Abstract

A novel video shot boundary recognition method is proposed, which includes two stages of video feature extraction and shot boundary recognition. Firstly, we use adaptive locality preserving projections (ALPP) to extract video feature. Unlike locality preserving projections, we define the discriminating similarity with mode prior probabilities and adaptive neighborhood selection strategy which make ALPP more suitable to preserve the local structure and label information of the original data. Secondly, we use an optimized multiple kernel support vector machine to classify video frames into boundary and nonboundary frames, in which the weights of different types of kernels are optimized with an ant colony optimization method. Experimental results show the effectiveness of our method.

1. Introduction

Video shot boundary recognition is a fundamental process towards video summarization and analysis. There are many boundary recognition methods already presented [1, 2]. Common method to recognize shot boundary is comparing the difference of two adjacent frames with a threshold. In paper [3], the abrupt shot boundary is detected based on an adaptive threshold and gradual transition boundary is detected with a set of standard templates. Warhade et al. [4] detected shot boundary with cross-correlation coefficient, stationary wavelet transform, and combination of local. Thakar and Hadia [5] proposed a new gradual shot detection method in which the threshold can be adaptively determined based on the totaly information change of video frames. Huo et al. [6] used a statistical model according to the video frame differences to determine the adaptive threshold. In paper [7], the threshold is automatically determined according to the magnitude of color differences quantification. Warhade et al. [8] first extracted structure features from each video frame by using dual-tree complex wavelet transform and then decided the shot boundary based on the spatial domain similarity. In order to reduce the computation, Gao and Ma [9] used color histogram and mutual information to measure the difference between frames, and then the corner distribution of frames is utilized to exclude most of the false boundaries.

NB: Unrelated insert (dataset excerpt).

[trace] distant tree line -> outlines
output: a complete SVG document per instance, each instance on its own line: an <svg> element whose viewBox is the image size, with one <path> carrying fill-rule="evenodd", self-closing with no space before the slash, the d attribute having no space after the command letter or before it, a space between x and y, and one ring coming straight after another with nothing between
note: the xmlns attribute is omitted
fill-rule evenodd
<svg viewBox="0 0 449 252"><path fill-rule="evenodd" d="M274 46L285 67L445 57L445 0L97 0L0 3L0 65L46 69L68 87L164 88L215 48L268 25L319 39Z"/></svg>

The main disadvantage of these methods is susceptible to the effect of thresholds, which can make a mistake for some complicated long gradual shots. To resolve this problem, people see the video shot recognition as a categorization task. In paper [10], a fuzzy logic method is used to detect shot boundary. This method contains two processing modes, where one is dedicated to detection of abrupt shot and the other for detection of gradual shot. In paper [11], the video feature including HSV (hue, saturation, value), edge orientation, and texture feature is obtained, and then the Kohonen self-organized network is used to recognize shot boundary. Huang et al. [12] classified video frames with a radial basis function neural network. Mohanta et al. [13] used a multilayer perception network to classify video frames based on local features matrix. To improve the recognition performance, Li et al. [14] first removed some frames from the original video which were clearly not shot boundaries, then used a novel SIFT key point matching algorithm to detect shot boundary. Zhao et al. [15] used context feature vector and Tabu-SVM to recognize shot boundary. In paper [16], the proposed approach first detected general shot boundary with Fisher criterion and then classified the cut and gradual shot with SVM. In order to improve the effect of SVM, Zhao et al. [17] optimized the parameters of SVM with particle swarm method. In addition, Lankinen and Kamarainen [18] detected shot boundary using a visual bag-of-words approach. Donate and Liu [19] extracted salient features from a video sequence and tracked them over time to estimate shot boundaries. Li and Chen [20] recognized shot boundary with macroblock type information which can save a lot of computation cost.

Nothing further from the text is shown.